Shortly after my third birthday, I sat on the edge of my parents’ bed as they bustled back and forth through the doorway connecting their bedroom to the bathroom, preparing for the day ahead. I read slowly and methodically, practically shouting the words into the bathroom to make sure my parents could hear the groundbreaking story of the freckled, red-haired boy’s trip to the park.
I had successfully blundered through several pages, but when at last I arrived at a word I didn’t recognize, I wailed for someone to come read it to me. My mom, a reading teacher, ignored my plea for help, but called mechanically from the bathroom, “Sound it out!”
With no small amount of indignation, I formed the sounds of each letter slowly with my tongue. I struggled to make sense of the noises I heard myself producing, but an ever-stubborn child, I kept at it until the disparate phonics morphed into recognizable syllables. When I finally made sense of the text, I bellowed the offending word into the bathroom and continued my recitation with newfound vigor.
|Jackson Wright Shultz|
Later, as we drove to whatever event dictated that I wear such an uncomfortable dress, I peered out of the car window, calling out the words on every street sign. After twenty miles of my commentary on mile markers and speed limit signs, my elder sister implored me to stop. (I steadfastly refused.) From those road signs, to the entirety of the children’s section of the local library, I began to read everything I could find. In retrospect, I think I was searching, in vain, for the smallest indication of a character to whom I could relate.

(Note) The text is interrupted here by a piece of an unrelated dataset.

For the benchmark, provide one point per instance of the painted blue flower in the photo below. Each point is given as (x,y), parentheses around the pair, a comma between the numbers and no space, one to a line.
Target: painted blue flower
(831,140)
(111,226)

It wasn’t until I was in college that I finally found the character I had been searching for. As I read Leslie Feinberg’s lesbian cult classic, Stone Butch Blues, I turned each page with a combination of unbridled excitement and dread. The novel details the coming of age story of Jess, a young butch lesbian who, after a lifetime of ridicule, begins taking cross-gender hormones to more closely align her physical appearance with her masculine identity. Although Jess is never specifically labeled as transgender, the trajectory she follows resonates with many transgender and nonbinary individuals.
While this was not the first transgender narrative I had encountered, it was the first story in which I found critical pieces of myself reflected. For the first time in my life, my voracious reading had led me to a protagonist with whom I could wholeheartedly identify. Like Jess, I didn’t necessarily identify strictly as a man; however, transitioning seemed like the next logical step in the progression of my own gender identity. I came out as transgender shortly after finishing Stone Butch Blues.

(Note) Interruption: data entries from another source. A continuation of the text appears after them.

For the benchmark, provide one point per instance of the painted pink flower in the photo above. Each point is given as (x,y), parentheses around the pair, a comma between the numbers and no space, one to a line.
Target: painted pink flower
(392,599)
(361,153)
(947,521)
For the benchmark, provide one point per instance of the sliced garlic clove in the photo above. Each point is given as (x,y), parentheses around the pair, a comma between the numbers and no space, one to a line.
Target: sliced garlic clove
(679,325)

By virtue of navigating my body away from the gender I had been assigned at birth, I fell under the broad umbrella of “transgender” and found myself a part of a vibrant community of individuals who identified and expressed their genders in fathomless ways. The more I talked to other transgender and nonbinary individuals, the more I realized that there are so many important and recurrent gender narratives that have somehow been omitted from the current body of work on transgender issues. I set out to write Trans/Portraits to tell the stories of transgender and nonbinary people in their own words in an attempt to correct this egregious erasure.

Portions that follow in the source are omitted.